Complete documentation for the OP Protocol REST API v1. Base URL: https://originalpictures.cc/api/v1

Authentication

All API requests can optionally include an API key via the `X-OP-API-Key` header. Without a key, you get lower rate limits (10/day). With a key, you get 100/day.

curl

curl -H "X-OP-API-Key: op_beta_your_key_here" \
  https://originalpictures.cc/api/v1/health

POST /api/v1/sign

Sign a file with C2PA Content Credentials. Accepts multipart form data with a `file` field. Max file size: 50MB. Returns a signed file download URL (valid for 1 hour) and manifest metadata.

curl

curl -X POST \
  -H "X-OP-API-Key: op_beta_..." \
  -F "file=@photo.jpg" \
  https://originalpictures.cc/api/v1/sign

Response

json

{
  "ok": true,
  "data": {
    "signedFileUrl": "/api/v1/download/tmp_abc123",
    "original": { "size": 245000, "hasC2pa": false, "mimeType": "image/jpeg" },
    "signed": { "size": 289000, "hasC2pa": true, "signer": "OP Beta", "timestamp": "2026-03-24T12:00:00Z" },
    "manifest": { "claimGenerator": "OP/0.1", "actions": ["c2pa.created"] },
    "meta": { "signedAt": "2026-03-24T12:00:00Z", "downloadExpiresAt": "2026-03-24T13:00:00Z", "apiVersion": "v1" }
  }
}

POST /api/v1/verify

Verify a file's C2PA provenance.
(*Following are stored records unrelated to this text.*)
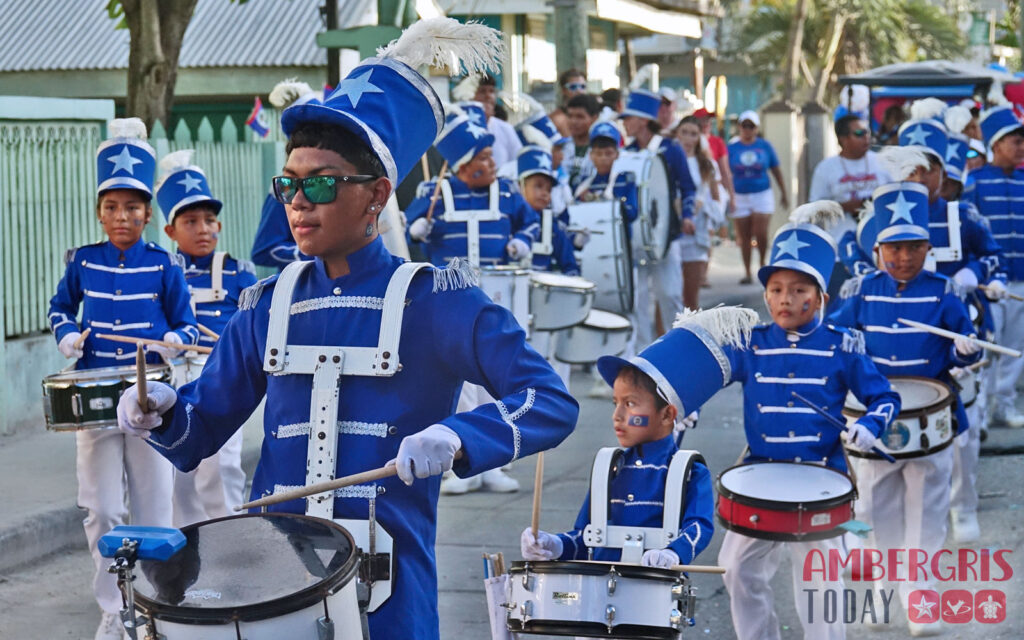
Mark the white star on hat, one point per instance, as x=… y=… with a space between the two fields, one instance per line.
x=918 y=135
x=353 y=88
x=189 y=182
x=791 y=246
x=124 y=161
x=901 y=209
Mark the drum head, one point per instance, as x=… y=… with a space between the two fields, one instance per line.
x=248 y=567
x=784 y=482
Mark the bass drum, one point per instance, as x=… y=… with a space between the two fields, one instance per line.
x=650 y=233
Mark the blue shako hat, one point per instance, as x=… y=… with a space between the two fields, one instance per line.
x=688 y=364
x=804 y=245
x=531 y=161
x=125 y=160
x=929 y=134
x=388 y=104
x=642 y=103
x=997 y=122
x=182 y=184
x=900 y=212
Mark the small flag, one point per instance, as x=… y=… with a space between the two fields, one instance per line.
x=257 y=119
x=637 y=421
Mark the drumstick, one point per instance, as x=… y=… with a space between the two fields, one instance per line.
x=538 y=485
x=1012 y=296
x=838 y=424
x=437 y=189
x=208 y=331
x=143 y=396
x=162 y=343
x=952 y=335
x=304 y=492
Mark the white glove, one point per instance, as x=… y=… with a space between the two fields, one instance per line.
x=132 y=421
x=966 y=346
x=420 y=228
x=517 y=249
x=546 y=547
x=966 y=279
x=664 y=558
x=68 y=348
x=995 y=290
x=167 y=352
x=430 y=452
x=860 y=437
x=581 y=238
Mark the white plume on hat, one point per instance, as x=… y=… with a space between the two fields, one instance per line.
x=726 y=325
x=901 y=162
x=927 y=108
x=957 y=118
x=126 y=128
x=821 y=213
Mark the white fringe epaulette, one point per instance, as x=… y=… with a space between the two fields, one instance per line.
x=726 y=325
x=851 y=287
x=449 y=44
x=459 y=273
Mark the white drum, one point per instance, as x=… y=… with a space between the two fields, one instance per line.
x=650 y=233
x=558 y=301
x=602 y=333
x=597 y=600
x=605 y=260
x=925 y=422
x=509 y=287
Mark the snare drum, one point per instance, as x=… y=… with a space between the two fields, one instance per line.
x=558 y=301
x=650 y=233
x=924 y=425
x=259 y=577
x=508 y=287
x=597 y=600
x=784 y=501
x=605 y=260
x=87 y=398
x=602 y=333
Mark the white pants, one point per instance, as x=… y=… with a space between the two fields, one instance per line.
x=750 y=564
x=213 y=488
x=906 y=504
x=111 y=467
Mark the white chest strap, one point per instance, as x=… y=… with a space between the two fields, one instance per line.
x=216 y=291
x=472 y=218
x=634 y=540
x=328 y=365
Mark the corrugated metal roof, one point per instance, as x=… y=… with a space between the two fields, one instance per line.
x=53 y=35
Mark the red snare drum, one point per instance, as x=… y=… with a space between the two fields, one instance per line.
x=784 y=501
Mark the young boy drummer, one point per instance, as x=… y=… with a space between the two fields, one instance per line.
x=132 y=288
x=797 y=351
x=215 y=282
x=358 y=340
x=907 y=503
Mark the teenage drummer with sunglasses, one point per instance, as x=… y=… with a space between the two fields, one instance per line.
x=385 y=345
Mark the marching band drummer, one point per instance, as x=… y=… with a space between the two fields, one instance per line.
x=215 y=283
x=907 y=503
x=127 y=287
x=324 y=316
x=798 y=352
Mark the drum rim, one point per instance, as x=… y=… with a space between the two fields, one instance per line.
x=826 y=503
x=275 y=607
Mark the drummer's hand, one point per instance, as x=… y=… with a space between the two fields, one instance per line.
x=132 y=421
x=167 y=352
x=545 y=547
x=430 y=452
x=68 y=348
x=664 y=558
x=860 y=437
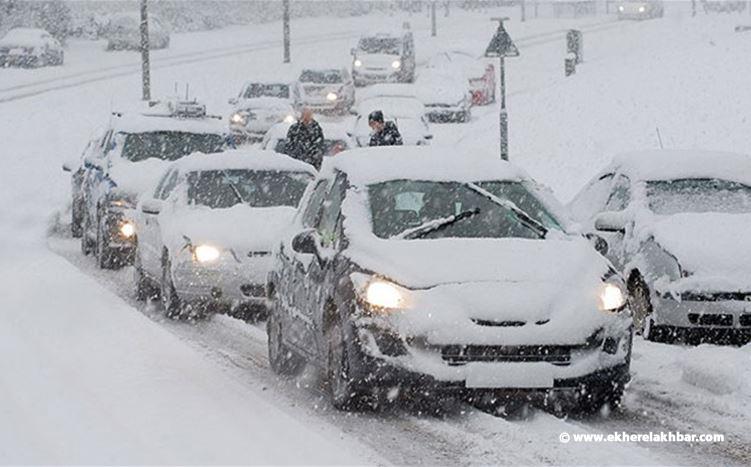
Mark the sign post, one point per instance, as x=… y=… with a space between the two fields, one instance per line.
x=501 y=46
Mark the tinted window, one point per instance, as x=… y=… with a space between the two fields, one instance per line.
x=168 y=145
x=226 y=188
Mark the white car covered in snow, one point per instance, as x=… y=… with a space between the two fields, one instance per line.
x=407 y=112
x=409 y=268
x=325 y=90
x=677 y=224
x=206 y=232
x=30 y=47
x=336 y=138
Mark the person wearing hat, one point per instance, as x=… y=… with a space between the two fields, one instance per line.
x=384 y=133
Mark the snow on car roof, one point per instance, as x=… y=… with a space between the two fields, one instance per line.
x=441 y=163
x=676 y=164
x=253 y=159
x=140 y=123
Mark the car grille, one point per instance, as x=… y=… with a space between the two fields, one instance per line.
x=462 y=354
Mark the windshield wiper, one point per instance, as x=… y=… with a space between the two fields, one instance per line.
x=524 y=219
x=234 y=188
x=434 y=225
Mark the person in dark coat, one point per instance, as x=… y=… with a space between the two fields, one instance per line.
x=305 y=140
x=384 y=133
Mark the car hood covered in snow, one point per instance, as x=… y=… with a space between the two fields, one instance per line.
x=711 y=247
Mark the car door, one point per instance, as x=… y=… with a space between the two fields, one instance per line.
x=294 y=280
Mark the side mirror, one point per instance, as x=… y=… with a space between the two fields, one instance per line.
x=151 y=206
x=610 y=221
x=599 y=243
x=305 y=243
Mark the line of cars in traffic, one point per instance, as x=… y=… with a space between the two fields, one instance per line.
x=405 y=270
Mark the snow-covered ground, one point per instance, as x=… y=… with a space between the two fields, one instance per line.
x=91 y=376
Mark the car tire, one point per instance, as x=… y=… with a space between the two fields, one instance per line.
x=283 y=360
x=343 y=390
x=173 y=307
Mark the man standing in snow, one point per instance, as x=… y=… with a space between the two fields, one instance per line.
x=305 y=140
x=384 y=133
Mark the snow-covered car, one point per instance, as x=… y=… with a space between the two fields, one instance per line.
x=677 y=224
x=30 y=47
x=409 y=269
x=259 y=107
x=206 y=232
x=641 y=9
x=336 y=138
x=407 y=112
x=123 y=32
x=480 y=74
x=125 y=161
x=446 y=96
x=384 y=58
x=325 y=90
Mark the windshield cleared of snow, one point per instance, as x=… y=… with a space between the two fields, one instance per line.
x=667 y=197
x=260 y=189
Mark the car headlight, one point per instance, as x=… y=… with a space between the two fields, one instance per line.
x=205 y=253
x=612 y=297
x=127 y=229
x=238 y=118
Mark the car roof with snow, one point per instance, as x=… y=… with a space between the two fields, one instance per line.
x=251 y=159
x=678 y=164
x=365 y=166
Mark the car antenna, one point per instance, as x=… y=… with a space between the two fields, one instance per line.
x=659 y=137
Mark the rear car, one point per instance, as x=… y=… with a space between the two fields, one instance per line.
x=28 y=47
x=676 y=224
x=125 y=161
x=206 y=231
x=325 y=90
x=409 y=271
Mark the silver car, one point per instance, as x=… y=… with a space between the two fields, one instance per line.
x=676 y=223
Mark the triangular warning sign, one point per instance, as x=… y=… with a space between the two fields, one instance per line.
x=501 y=44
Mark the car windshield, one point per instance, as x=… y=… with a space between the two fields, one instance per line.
x=257 y=188
x=169 y=145
x=399 y=205
x=321 y=76
x=380 y=45
x=668 y=197
x=266 y=90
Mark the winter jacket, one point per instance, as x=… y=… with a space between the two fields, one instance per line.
x=388 y=136
x=305 y=143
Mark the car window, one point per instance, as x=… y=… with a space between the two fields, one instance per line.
x=313 y=209
x=332 y=207
x=620 y=196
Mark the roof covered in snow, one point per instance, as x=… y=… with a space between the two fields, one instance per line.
x=253 y=159
x=441 y=163
x=677 y=164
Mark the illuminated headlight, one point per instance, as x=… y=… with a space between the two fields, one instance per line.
x=384 y=294
x=238 y=118
x=205 y=253
x=127 y=229
x=612 y=297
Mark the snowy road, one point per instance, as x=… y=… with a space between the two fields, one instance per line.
x=662 y=396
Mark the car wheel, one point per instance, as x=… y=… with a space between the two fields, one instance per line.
x=282 y=359
x=170 y=299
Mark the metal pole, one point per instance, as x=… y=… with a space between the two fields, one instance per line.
x=433 y=31
x=504 y=115
x=145 y=66
x=285 y=29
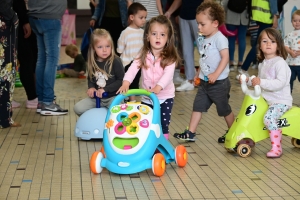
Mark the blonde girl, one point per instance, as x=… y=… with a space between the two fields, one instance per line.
x=105 y=72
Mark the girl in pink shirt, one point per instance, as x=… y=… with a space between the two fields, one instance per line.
x=156 y=60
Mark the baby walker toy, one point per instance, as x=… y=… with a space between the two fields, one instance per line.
x=249 y=128
x=90 y=124
x=131 y=136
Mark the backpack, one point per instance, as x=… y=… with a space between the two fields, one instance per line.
x=85 y=43
x=237 y=6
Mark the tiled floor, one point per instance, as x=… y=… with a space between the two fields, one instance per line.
x=43 y=159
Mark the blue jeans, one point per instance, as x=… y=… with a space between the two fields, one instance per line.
x=242 y=30
x=252 y=53
x=48 y=34
x=295 y=71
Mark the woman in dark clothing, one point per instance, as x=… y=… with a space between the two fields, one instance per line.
x=27 y=53
x=8 y=59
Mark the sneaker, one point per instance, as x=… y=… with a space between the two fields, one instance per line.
x=53 y=109
x=178 y=80
x=222 y=138
x=185 y=85
x=186 y=136
x=39 y=107
x=32 y=103
x=15 y=104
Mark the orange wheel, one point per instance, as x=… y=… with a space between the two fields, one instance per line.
x=103 y=152
x=180 y=156
x=158 y=164
x=95 y=162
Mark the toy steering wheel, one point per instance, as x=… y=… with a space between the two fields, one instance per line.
x=136 y=92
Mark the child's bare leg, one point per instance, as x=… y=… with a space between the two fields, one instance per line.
x=229 y=119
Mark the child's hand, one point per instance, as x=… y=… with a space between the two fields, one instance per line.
x=100 y=92
x=255 y=81
x=90 y=92
x=293 y=53
x=124 y=88
x=212 y=78
x=155 y=90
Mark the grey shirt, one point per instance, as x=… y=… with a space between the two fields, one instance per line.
x=47 y=9
x=234 y=18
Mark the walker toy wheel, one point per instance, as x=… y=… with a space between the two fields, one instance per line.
x=103 y=152
x=244 y=150
x=158 y=164
x=95 y=162
x=295 y=142
x=180 y=156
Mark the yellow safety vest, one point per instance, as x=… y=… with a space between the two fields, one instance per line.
x=261 y=11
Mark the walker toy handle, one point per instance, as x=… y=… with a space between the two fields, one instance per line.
x=98 y=102
x=136 y=92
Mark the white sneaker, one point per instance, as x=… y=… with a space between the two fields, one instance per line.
x=178 y=80
x=186 y=85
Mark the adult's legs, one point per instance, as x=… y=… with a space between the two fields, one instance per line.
x=8 y=44
x=252 y=53
x=27 y=55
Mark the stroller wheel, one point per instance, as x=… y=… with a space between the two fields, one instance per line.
x=158 y=164
x=95 y=162
x=180 y=156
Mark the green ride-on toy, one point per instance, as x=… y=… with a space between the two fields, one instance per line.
x=248 y=127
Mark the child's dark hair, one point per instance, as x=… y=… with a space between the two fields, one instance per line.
x=214 y=11
x=275 y=35
x=169 y=54
x=134 y=8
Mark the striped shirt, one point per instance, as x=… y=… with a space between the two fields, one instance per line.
x=151 y=7
x=130 y=43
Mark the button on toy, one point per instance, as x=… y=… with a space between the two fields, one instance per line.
x=131 y=136
x=249 y=128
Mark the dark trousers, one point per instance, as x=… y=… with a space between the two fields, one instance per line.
x=8 y=71
x=27 y=55
x=295 y=71
x=165 y=114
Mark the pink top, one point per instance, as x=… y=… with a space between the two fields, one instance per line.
x=154 y=75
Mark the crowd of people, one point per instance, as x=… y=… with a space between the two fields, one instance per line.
x=148 y=41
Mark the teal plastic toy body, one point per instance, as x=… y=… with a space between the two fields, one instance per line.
x=248 y=127
x=131 y=137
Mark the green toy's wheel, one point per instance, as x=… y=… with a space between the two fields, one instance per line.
x=295 y=142
x=244 y=150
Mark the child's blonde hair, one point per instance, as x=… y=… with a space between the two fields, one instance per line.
x=214 y=11
x=169 y=54
x=272 y=34
x=296 y=12
x=70 y=49
x=100 y=34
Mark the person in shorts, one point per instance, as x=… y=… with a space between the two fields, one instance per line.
x=214 y=69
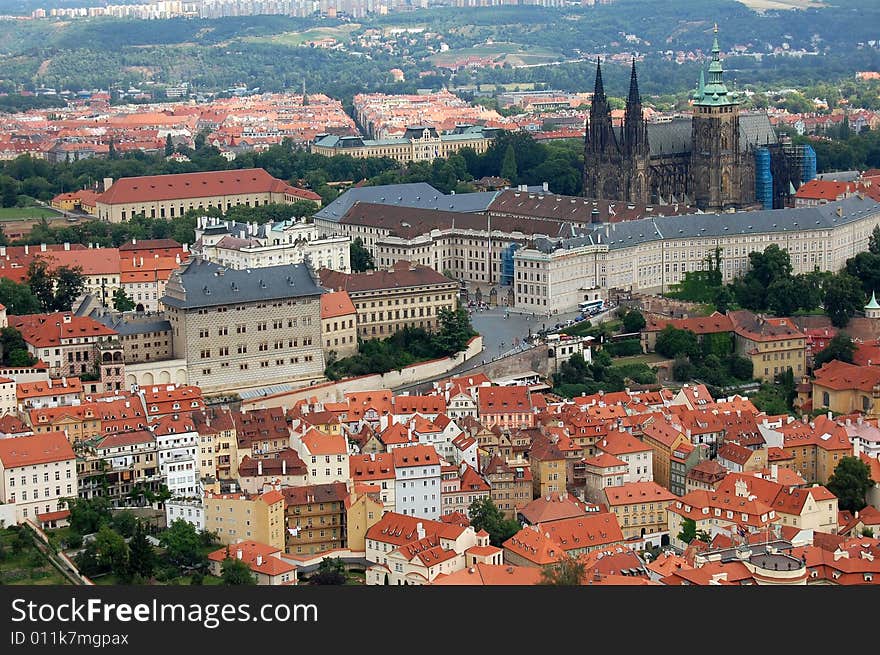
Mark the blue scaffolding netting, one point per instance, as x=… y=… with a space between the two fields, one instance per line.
x=763 y=178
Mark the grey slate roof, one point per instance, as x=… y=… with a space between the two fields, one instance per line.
x=675 y=136
x=823 y=217
x=418 y=194
x=205 y=286
x=126 y=326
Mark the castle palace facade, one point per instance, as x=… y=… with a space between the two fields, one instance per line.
x=706 y=159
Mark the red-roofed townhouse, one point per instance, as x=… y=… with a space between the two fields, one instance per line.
x=376 y=469
x=708 y=509
x=405 y=408
x=36 y=472
x=285 y=469
x=265 y=562
x=177 y=443
x=325 y=456
x=638 y=456
x=507 y=407
x=461 y=488
x=48 y=393
x=510 y=484
x=236 y=517
x=738 y=459
x=816 y=448
x=69 y=345
x=854 y=561
x=417 y=490
x=338 y=324
x=640 y=508
x=122 y=467
x=170 y=196
x=546 y=543
x=405 y=549
x=604 y=470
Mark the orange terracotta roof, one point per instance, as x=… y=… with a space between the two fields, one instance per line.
x=35 y=449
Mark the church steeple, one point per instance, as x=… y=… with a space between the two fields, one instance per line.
x=600 y=133
x=714 y=93
x=635 y=132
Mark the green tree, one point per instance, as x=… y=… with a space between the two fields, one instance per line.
x=682 y=369
x=141 y=555
x=485 y=515
x=567 y=571
x=15 y=352
x=182 y=543
x=331 y=571
x=672 y=342
x=236 y=572
x=850 y=482
x=633 y=321
x=843 y=298
x=69 y=285
x=121 y=301
x=841 y=347
x=508 y=165
x=124 y=523
x=112 y=550
x=874 y=241
x=361 y=258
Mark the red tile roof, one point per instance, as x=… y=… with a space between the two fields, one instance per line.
x=335 y=304
x=35 y=449
x=152 y=188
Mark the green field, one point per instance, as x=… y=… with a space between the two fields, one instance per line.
x=26 y=213
x=508 y=53
x=341 y=34
x=24 y=564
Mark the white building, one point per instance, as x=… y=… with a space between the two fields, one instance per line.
x=249 y=245
x=417 y=481
x=178 y=446
x=191 y=511
x=8 y=402
x=36 y=472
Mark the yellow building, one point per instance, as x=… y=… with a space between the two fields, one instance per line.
x=773 y=344
x=316 y=518
x=242 y=517
x=815 y=448
x=548 y=468
x=640 y=508
x=405 y=295
x=338 y=325
x=847 y=388
x=171 y=196
x=419 y=143
x=363 y=509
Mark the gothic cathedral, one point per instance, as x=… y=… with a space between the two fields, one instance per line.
x=706 y=159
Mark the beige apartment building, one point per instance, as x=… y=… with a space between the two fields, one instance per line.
x=243 y=517
x=419 y=143
x=170 y=196
x=652 y=254
x=240 y=329
x=405 y=295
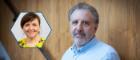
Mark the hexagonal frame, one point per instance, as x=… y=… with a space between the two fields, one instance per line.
x=18 y=33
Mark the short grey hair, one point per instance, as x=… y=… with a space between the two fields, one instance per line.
x=85 y=6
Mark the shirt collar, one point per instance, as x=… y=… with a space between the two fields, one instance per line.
x=86 y=47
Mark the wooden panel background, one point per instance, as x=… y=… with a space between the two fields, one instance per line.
x=118 y=26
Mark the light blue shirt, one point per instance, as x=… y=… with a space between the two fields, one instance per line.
x=93 y=50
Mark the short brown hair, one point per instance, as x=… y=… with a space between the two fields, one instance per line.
x=30 y=16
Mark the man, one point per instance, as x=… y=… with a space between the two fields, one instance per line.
x=83 y=26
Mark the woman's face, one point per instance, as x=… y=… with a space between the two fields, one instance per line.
x=31 y=28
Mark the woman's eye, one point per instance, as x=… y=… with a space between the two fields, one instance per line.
x=86 y=23
x=26 y=25
x=34 y=24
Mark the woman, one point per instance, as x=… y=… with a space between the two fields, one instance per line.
x=30 y=25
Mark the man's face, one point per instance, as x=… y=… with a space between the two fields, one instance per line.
x=31 y=28
x=82 y=26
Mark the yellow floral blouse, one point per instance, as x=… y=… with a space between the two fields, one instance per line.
x=23 y=44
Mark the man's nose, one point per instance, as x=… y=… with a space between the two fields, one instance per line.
x=79 y=27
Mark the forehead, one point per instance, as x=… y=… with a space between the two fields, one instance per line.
x=81 y=14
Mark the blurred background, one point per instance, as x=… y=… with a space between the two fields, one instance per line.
x=118 y=26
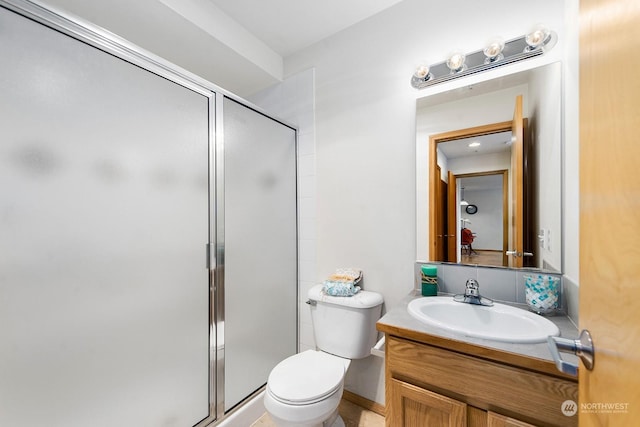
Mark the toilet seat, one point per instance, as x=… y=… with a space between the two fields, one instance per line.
x=306 y=378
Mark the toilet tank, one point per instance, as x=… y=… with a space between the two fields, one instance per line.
x=345 y=326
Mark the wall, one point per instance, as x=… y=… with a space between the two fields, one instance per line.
x=365 y=133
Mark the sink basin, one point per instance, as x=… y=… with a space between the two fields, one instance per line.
x=499 y=322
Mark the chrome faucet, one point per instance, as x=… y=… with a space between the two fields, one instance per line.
x=472 y=294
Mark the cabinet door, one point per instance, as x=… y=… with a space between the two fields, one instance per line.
x=497 y=420
x=414 y=406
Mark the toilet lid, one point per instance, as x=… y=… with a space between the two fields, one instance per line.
x=306 y=377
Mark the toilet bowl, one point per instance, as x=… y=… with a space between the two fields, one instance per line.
x=304 y=390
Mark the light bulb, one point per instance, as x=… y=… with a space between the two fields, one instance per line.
x=493 y=48
x=537 y=36
x=421 y=72
x=456 y=61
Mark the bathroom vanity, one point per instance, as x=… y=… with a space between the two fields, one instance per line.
x=438 y=378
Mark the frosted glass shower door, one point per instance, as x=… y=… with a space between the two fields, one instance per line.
x=260 y=243
x=104 y=291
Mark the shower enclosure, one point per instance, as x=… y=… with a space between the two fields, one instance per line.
x=148 y=234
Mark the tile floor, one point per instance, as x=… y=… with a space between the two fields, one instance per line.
x=352 y=414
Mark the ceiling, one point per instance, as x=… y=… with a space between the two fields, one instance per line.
x=287 y=26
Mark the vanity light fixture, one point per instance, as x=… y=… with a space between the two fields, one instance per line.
x=456 y=62
x=538 y=36
x=495 y=53
x=493 y=50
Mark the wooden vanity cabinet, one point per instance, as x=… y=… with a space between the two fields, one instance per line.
x=428 y=385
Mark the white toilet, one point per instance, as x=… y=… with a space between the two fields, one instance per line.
x=305 y=389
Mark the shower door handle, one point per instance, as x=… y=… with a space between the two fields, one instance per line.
x=211 y=257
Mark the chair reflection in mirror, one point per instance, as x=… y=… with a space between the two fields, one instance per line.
x=466 y=239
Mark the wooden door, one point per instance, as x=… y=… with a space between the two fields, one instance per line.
x=416 y=407
x=440 y=213
x=609 y=202
x=453 y=223
x=516 y=223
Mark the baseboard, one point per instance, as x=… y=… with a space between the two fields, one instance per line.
x=363 y=402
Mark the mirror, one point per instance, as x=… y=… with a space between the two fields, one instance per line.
x=446 y=124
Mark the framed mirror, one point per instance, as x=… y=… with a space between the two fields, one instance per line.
x=470 y=151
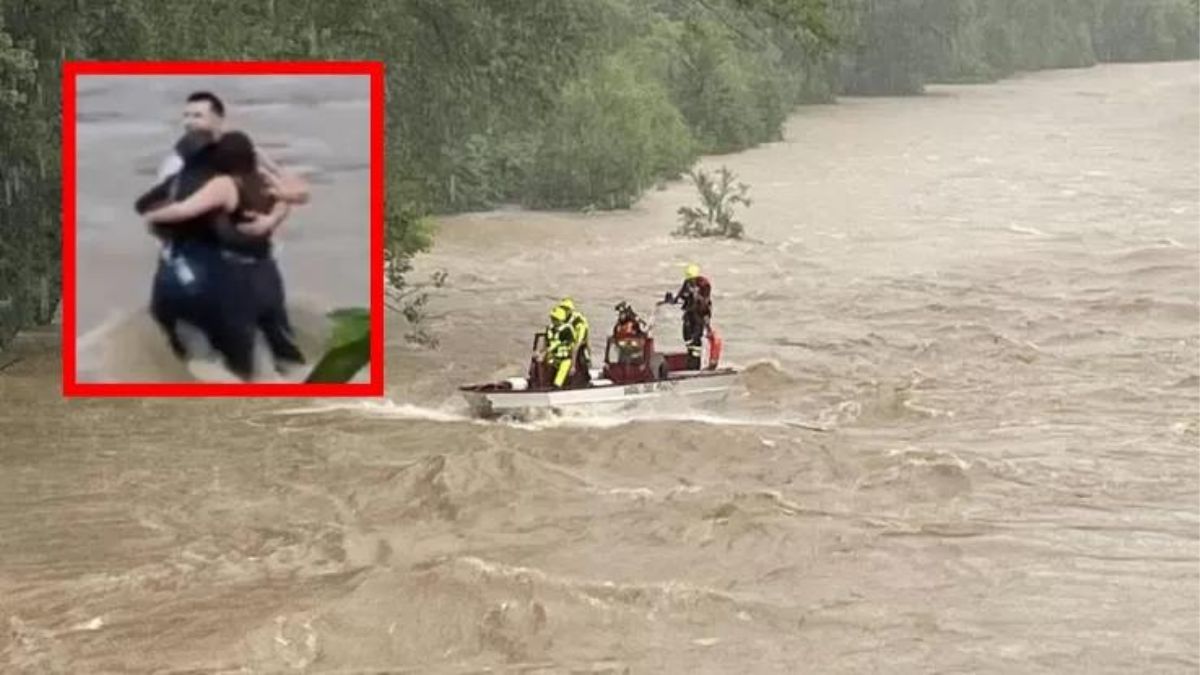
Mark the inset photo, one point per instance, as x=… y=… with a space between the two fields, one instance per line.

Returns a trust assessment with tier, confidence, and manifest details. Result is cached for 1 hour, accessible via the returned verifyId.

curl

curl -X POST \
  -H "X-OP-API-Key: op_beta_..." \
  -F "file=@photo.jpg" \
  https://originalpictures.cc/api/v1/verify

Response

json

{
  "ok": true,
  "data": {
    "verifyId": "v_abc123",
    "trust": {
      "tier": "verified",
      "label": "Verified Original",
      "description": "Valid C2PA manifest with trusted signer",
      "confidence": "high",
      "edgeCase": null
    },
    "manifest": { "claimGenerator": "Adobe Photoshop", "signerName": "Adobe Inc.", "timestamp": "2026-03-20T10:00:00Z" },
    "meta": { "verifiedAt": "2026-03-24T12:00:00Z", "expiresAt": "2026-03-24T13:00:00Z", "apiVersion": "v1" }
  }
}

GET /api/v1/trust/:verifyId

Retrieve a cached verification result by its verifyId. Returns a lighter payload without the full manifest. Returns 404 if expired or not found.

curl

curl https://originalpictures.cc/api/v1/trust/v_abc123

Response

json

{
  "ok": true,
  "data": {
    "tier": "verified",
    "label": "Verified Original",
    "confidence": "high"
  }
}

GET /api/v1/badge/:verifyId

Get an embeddable trust badge for a verified file. Supports HTML, SVG, and JSON formats. Cached for 1 hour.

curl

# SVG badge
curl "https://originalpictures.cc/api/v1/badge/v_abc123?format=svg&theme=light&size=md"

# HTML embed
curl "https://originalpictures.cc/api/v1/badge/v_abc123?format=html"

# JSON data
curl "https://originalpictures.cc/api/v1/badge/v_abc123?format=json"

Batch Operations

Process multiple files in a single request. Batch operations are async — you receive a batchId immediately and poll for results. Max: 20 files or 200MB total. Each file counts as one operation against rate limits.

curl

# Start batch verify
curl -X POST \
  -H "X-OP-API-Key: op_beta_..." \
  -F "files=@photo1.jpg" \
  -F "files=@photo2.jpg" \
  https://originalpictures.cc/api/v1/batch/verify

# Poll for status
curl https://originalpictures.cc/api/v1/batch/batch_abc123

Response

json

{
  "ok": true,
  "data": {
    "batchId": "batch_abc123",
    "type": "verify",
    "fileCount": 2,
    "completedCount": 2,
    "status": "completed",
    "results": [...]
  }
}

Webhooks

Register webhook URLs to receive real-time notifications when operations complete. Requires an API key. Events: verify.complete, sign.complete, batch.complete.

curl

# Create webhook
curl -X POST \
  -H "X-OP-API-Key: op_beta_..." \
  -H "Content-Type: application/json" \
  -d '{"url":"https://your-app.com/webhook","events":["verify.complete"]}' \
  https://originalpictures.cc/api/v1/webhooks

# List webhooks
curl -H "X-OP-API-Key: op_beta_..." \
  https://originalpictures.cc/api/v1/webhooks

Response

json

// Webhook payload delivered to your URL
{
  "event": "verify.complete",
  "data": { "verifyId": "v_abc123", "trust": { "tier": "verified" } },
  "timestamp": "2026-03-24T12:00:00Z",
  "webhookId": "wh_abc123"
}

Rate Limits

All responses include rate limit headers. Exceeding the limit returns HTTP 429 with a Retry-After header.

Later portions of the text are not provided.